Wednesday, June 3, 2009

Ernie Els champions green issues

Just eight days after Paul Casey won the BMW PGA Championship at Wentworth, the diggers will be moving on to the West Course today and ripping up all 18 of its greens. It may seem like sacrilege, but it will be the start of a £4million project designed to bring an old masterpiece into the 21st century and to quieten the critics among the professionals, who have argued that the putting surfaces no longer come up to scratch.
The work, which should be completed by the end of August, will be overseen by Ernie Els, who has a house on the Wentworth estate and knows the course intimately, having won the World Match Play Championship there seven times in all.

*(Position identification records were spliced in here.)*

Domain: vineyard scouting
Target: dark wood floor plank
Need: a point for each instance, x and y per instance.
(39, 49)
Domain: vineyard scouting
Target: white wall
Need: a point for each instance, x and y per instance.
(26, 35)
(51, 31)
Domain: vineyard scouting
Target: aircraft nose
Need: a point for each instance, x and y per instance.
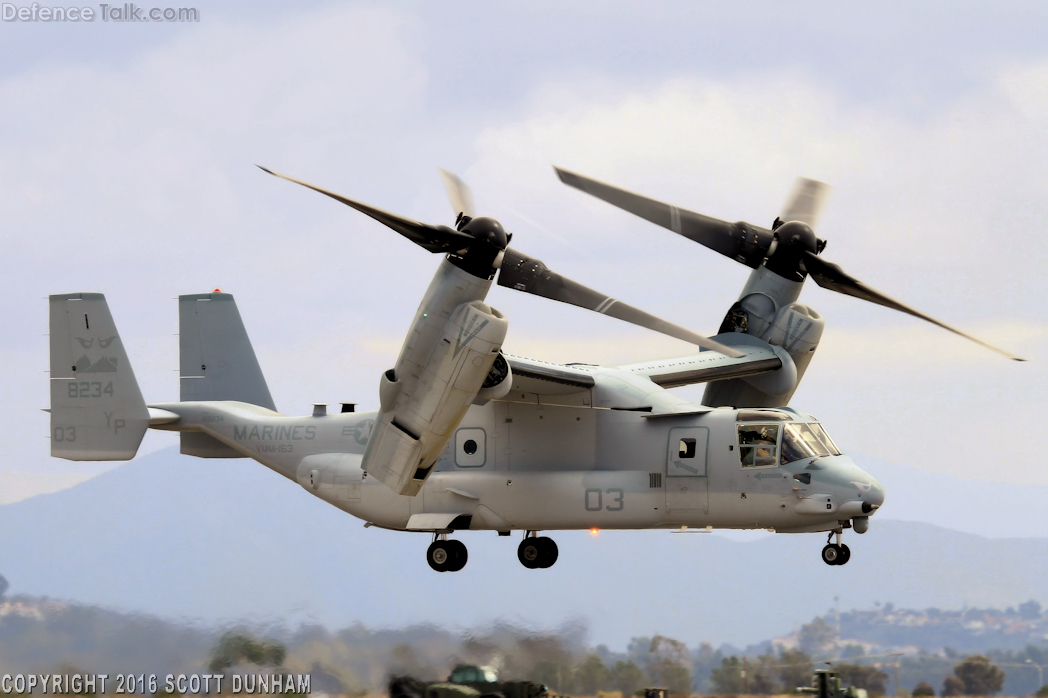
(876, 493)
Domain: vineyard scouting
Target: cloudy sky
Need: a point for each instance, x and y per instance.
(127, 154)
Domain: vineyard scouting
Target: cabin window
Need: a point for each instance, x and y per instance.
(759, 444)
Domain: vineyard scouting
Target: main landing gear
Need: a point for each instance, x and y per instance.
(445, 555)
(835, 553)
(537, 552)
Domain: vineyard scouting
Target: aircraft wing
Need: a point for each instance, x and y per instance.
(705, 366)
(545, 378)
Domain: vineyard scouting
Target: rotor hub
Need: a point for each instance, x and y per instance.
(798, 236)
(488, 232)
(489, 242)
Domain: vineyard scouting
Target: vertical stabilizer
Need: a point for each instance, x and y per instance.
(216, 363)
(216, 358)
(97, 412)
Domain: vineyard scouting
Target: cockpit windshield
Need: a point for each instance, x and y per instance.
(759, 444)
(802, 441)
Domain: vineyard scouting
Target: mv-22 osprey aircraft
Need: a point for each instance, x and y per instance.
(468, 437)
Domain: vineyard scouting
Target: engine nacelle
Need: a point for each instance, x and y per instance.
(424, 397)
(498, 383)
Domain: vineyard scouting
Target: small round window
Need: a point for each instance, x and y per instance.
(471, 445)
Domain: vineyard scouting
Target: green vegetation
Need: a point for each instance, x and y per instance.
(43, 635)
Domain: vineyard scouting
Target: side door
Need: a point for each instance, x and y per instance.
(686, 484)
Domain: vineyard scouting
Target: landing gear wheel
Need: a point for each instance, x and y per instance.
(440, 555)
(459, 555)
(547, 551)
(529, 552)
(832, 554)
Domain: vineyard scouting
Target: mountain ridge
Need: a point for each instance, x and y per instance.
(217, 541)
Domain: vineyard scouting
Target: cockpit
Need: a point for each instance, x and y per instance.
(770, 444)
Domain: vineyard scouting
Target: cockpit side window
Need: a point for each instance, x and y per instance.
(802, 441)
(825, 438)
(759, 444)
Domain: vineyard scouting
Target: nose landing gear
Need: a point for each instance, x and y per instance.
(835, 553)
(445, 555)
(537, 552)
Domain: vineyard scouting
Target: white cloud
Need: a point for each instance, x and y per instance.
(135, 178)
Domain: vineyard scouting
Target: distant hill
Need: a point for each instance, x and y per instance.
(220, 540)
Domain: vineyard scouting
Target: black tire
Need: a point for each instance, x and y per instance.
(548, 552)
(529, 552)
(440, 555)
(459, 555)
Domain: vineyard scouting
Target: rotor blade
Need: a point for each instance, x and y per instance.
(433, 238)
(531, 276)
(459, 194)
(745, 243)
(832, 277)
(806, 201)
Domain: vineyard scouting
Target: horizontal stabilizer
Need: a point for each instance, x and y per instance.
(97, 412)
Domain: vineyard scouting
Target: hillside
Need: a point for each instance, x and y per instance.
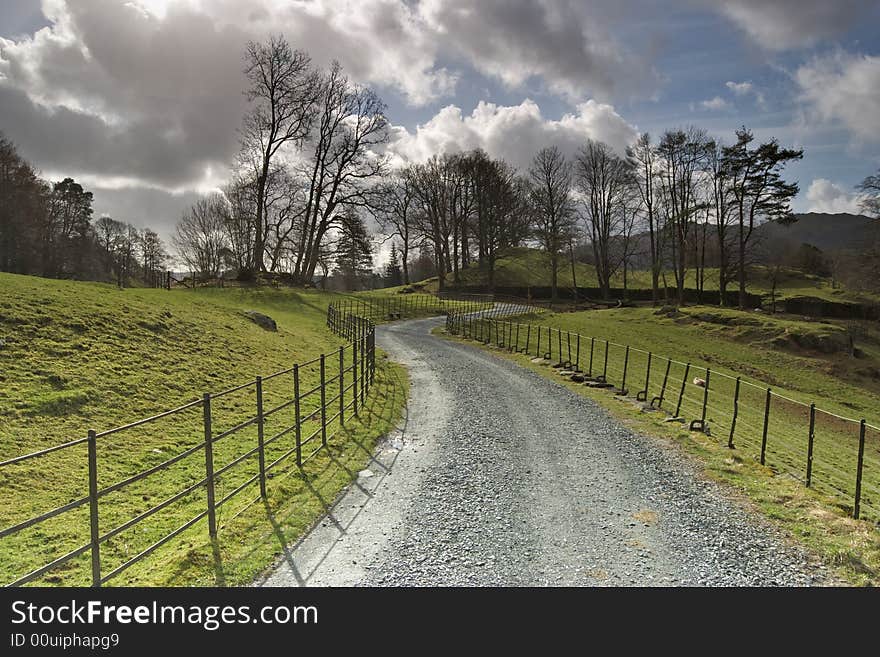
(522, 267)
(79, 356)
(828, 232)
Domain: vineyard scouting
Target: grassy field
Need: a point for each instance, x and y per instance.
(78, 356)
(808, 516)
(801, 361)
(520, 267)
(805, 361)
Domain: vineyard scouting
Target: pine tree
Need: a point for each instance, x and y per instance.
(354, 258)
(393, 273)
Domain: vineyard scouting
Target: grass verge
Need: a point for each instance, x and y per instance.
(850, 548)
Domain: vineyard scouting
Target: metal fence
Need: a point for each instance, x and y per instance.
(829, 452)
(381, 306)
(290, 414)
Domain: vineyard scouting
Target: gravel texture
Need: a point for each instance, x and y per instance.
(502, 477)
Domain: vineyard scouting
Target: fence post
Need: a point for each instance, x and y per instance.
(297, 424)
(323, 401)
(735, 413)
(260, 446)
(623, 389)
(810, 444)
(642, 395)
(687, 371)
(659, 399)
(364, 372)
(859, 470)
(766, 424)
(592, 344)
(341, 386)
(702, 420)
(209, 465)
(354, 376)
(93, 509)
(605, 366)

But while the rebuilding of the greens will capture most of the imagination, the former Open champion is also remodelling what is one of the finest inland courses in Europe.
His ambitions, like his golf, are of the lofty variety. “This could be Europe's Augusta National,” Els said. “When Harry Colt designed the course, there were no sprinkler systems, so the greens needed to be able to hold water in the winter to provide moisture for the summer.
“So they put a layer of clay underneath [the topsoil]. But with sprinklers, and with the rain we get early in the year, the water is unable to go anywhere and it comes towards the surface. And that creates sponginess and an inconsistent roll.”
The answer is to rebuild all the greens to a standard developed in the United States, and that allows for good drainage all year round. In profile, the construction will look like a layer cake. On top of a firm base, there will be a series of drainage pipes, a layer of gravel, and what gardeners would think of as topsoil, made up of a mixture of sand (up to 60 per cent), soil and peat. And on top of that will be a specially grown layer of turf.
“You can't do a green here, a green there,” Els said. “We've got to do this job properly and in one go. That said, we're not making dramatic changes to the shape and size of the greens. We're going to take out the tiers on the 3rd green and we want to make the green at the 8th a bit smaller and bring the water in front of it into play. But for the rest of the course, we will try to leave the slopes as they are.”
When it is required, the turf - 20,000 square metres of which is being grown in Lincolnshire - will be cut, transported to Surrey and laid within 24 hours.
Els has already been responsible for a number of changes to the West Course in recent years. He has lengthened a number of the holes and added 37 bunkers, some of which are about to be removed.
“What Ernie does not want to produce is a course that has no respect for Harry Colt,” Julian Small, the chief executive of Wentworth, said. “What we are trying to do is restore and modernise, not create something new.
“The greatest compliment we could get is if somebody comes back and says the playability is fabulous but in some ways it is hard to see what the changes are.”